Place the rat on the heating pad for recovery. After 15 to 20 minutes, transfer the recovered animal to a clean cage. Immediately after the burn injury, evaluate the skin injury morphologically in terms of color and margin.
After euthanization, analyze complete blood counts to determine the effect of burn induction on the host immune system. Collect the tissue of the euthanized rat in a 10-milliliter collection tube. Homogenize the samples using a tissue homogenizer and serially dilute the tissue homogenates in normal saline.
Plate 100 microliters of undiluted homogenate and all dilutions of each tissue sample collected from P.Aeruginosa-infected rats on cetrimide agar plates. After incubating the plates for 16 to 18 hours at 37 degrees Celsius in an incubator, count the bacterial colonies on the plates. Multiply them by the dilution ratio to get the CFU per milliliter count and normalize it with the tissue's weight to calculate the CFU program tissue.
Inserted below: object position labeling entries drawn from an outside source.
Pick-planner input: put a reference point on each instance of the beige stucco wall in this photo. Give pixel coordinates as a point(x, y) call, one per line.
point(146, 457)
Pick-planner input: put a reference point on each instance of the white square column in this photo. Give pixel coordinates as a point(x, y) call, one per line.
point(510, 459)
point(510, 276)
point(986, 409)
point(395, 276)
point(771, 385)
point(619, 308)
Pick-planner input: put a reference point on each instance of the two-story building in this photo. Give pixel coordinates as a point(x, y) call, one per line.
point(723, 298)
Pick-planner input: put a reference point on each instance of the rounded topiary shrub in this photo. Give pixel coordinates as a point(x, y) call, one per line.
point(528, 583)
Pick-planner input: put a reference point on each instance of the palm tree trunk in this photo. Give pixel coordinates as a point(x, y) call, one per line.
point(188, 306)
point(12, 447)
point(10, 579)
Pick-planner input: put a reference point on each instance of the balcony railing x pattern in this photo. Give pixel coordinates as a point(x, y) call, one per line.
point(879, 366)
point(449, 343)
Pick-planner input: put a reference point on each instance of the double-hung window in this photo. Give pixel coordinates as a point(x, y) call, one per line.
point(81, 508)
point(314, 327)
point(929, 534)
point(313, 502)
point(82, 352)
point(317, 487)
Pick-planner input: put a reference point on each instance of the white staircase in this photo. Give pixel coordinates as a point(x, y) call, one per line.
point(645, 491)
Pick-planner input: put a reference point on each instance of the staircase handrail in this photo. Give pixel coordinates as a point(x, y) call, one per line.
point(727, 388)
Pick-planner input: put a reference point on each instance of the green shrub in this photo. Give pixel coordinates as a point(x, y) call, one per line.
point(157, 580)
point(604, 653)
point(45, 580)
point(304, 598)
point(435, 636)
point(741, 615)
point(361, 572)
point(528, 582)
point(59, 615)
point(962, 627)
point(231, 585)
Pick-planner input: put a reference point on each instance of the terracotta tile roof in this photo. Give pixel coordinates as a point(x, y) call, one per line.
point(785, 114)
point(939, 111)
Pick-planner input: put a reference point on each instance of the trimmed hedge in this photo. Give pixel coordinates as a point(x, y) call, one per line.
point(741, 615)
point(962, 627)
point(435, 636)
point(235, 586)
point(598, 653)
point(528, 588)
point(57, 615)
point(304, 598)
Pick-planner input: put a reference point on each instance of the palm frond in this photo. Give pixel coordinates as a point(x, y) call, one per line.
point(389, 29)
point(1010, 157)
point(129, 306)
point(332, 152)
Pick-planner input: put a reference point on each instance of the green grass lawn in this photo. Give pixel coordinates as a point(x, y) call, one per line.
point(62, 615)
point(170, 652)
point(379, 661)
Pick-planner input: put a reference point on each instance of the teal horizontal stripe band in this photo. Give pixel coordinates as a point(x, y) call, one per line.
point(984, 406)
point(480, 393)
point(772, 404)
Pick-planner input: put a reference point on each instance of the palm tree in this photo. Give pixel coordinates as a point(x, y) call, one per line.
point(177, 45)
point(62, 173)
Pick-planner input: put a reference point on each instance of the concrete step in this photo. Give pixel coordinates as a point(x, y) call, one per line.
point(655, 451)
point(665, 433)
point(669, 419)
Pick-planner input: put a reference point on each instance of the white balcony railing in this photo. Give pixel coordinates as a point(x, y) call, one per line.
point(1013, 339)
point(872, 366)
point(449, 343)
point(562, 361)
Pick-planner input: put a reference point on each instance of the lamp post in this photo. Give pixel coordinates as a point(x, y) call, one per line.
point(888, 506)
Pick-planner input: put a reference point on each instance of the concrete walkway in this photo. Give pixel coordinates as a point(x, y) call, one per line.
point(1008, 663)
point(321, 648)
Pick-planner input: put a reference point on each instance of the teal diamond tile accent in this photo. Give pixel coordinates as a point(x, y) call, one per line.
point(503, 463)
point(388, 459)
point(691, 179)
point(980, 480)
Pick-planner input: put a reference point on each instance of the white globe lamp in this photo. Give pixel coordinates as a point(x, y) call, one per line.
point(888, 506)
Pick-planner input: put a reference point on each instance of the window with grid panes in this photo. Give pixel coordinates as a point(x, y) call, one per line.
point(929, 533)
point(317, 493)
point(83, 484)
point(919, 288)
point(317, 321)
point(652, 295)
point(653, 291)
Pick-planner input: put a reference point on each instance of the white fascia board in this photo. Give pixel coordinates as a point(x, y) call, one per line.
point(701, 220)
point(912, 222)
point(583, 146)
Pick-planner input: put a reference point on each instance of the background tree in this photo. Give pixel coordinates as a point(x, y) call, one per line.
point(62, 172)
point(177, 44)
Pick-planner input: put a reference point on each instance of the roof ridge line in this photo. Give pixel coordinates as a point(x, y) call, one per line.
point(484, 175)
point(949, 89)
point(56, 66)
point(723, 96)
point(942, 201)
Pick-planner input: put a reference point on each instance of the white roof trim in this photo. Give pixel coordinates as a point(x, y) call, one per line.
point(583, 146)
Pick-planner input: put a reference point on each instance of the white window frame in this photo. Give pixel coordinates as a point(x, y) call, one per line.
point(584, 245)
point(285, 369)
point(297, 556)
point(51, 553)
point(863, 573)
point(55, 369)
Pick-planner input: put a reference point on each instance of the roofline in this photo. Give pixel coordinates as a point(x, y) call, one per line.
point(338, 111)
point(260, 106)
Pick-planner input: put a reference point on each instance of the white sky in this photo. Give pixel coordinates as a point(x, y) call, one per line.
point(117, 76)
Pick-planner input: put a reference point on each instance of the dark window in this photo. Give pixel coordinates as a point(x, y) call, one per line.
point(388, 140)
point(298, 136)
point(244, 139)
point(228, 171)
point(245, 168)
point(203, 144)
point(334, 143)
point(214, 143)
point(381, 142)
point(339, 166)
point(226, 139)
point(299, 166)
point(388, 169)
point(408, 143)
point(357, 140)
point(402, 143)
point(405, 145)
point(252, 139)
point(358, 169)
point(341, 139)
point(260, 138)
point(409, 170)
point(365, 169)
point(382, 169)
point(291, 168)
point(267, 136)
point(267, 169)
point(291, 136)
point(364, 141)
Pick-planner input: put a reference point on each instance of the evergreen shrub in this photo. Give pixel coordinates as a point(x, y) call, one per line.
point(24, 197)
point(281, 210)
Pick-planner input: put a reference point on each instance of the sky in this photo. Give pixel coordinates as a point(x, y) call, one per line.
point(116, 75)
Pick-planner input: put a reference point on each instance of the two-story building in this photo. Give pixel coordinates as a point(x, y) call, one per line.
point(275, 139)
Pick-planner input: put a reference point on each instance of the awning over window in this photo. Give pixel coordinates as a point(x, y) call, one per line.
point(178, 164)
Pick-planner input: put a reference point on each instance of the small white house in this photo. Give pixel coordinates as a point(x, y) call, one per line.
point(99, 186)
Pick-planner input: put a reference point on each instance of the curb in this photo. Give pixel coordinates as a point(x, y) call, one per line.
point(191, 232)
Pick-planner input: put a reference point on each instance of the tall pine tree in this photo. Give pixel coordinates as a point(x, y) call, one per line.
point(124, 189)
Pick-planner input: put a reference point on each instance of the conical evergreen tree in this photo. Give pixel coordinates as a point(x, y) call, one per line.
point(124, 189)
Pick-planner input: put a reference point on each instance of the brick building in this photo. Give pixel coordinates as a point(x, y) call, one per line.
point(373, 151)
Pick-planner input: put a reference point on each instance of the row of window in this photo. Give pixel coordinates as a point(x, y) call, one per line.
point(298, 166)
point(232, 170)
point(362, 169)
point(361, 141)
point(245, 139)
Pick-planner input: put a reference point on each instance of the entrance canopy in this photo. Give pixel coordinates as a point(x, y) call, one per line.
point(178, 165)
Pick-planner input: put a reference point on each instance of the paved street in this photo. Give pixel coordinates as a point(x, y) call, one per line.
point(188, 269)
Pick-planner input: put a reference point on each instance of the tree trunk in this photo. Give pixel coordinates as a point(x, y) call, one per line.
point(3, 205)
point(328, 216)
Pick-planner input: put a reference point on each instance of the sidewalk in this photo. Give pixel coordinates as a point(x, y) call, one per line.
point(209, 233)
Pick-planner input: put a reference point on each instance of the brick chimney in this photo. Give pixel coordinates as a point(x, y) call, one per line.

This highly reproducible protocol resulted in a third-degree full-thickness burn injury in rats. The color of the burn injury changed from white to brown in 24 hours to 72 hours post-burn. In histological analysis, the skin samples from burned animals showed injury across all layers at 24, 48, and 72 hours post-burn injury, whereas the non-burn skin showed a clear distinction of epidermis, dermis, and subcutaneous tissue layers.
Destruction of the epidermal layer and damage to the dermis'full thickness with subcutaneous fat and skeletal muscle were observed in burned skin samples. In 24-hour post-burn, a full thickness burn was more than 2.61 millimeters in depth. In bacterial clearance evaluation, bacterial recovery was observed in all burn injury rats.
During P.aeruginosa PAO1 infection, the number of bacteria recovered 24 hours post-infection from the skin of burned rat was less than the initial inoculum of 1 by 10 to the 6th CFU. However, it increased 48 and 72 hours post-infection. In S.aureus, ATC25923 infection, 2 log 10 increase was observed at all time points in the skin compared to the initial inoculum, suggesting that the establishment of S.aureus infection resulted due to the active replication in the tissues.
The subcutaneous tissue and muscles showed a higher bacterial load than the lung and spleen. The data showed that burned rats developed a systemic infection 24 hours following P.aeruginosa inoculation and 48 hours following S.aureus inoculation. Completely remove hair on the rat dorsum and keep the temperature and burn induction time as mentioned in the protocol.
The leftover hair and different temperature of the copper rods can affect the quality of the burn. The rat burn model can be explored to evaluate novel topical therapeutics for treatment of burn wound infections and for evaluating different wound dressings.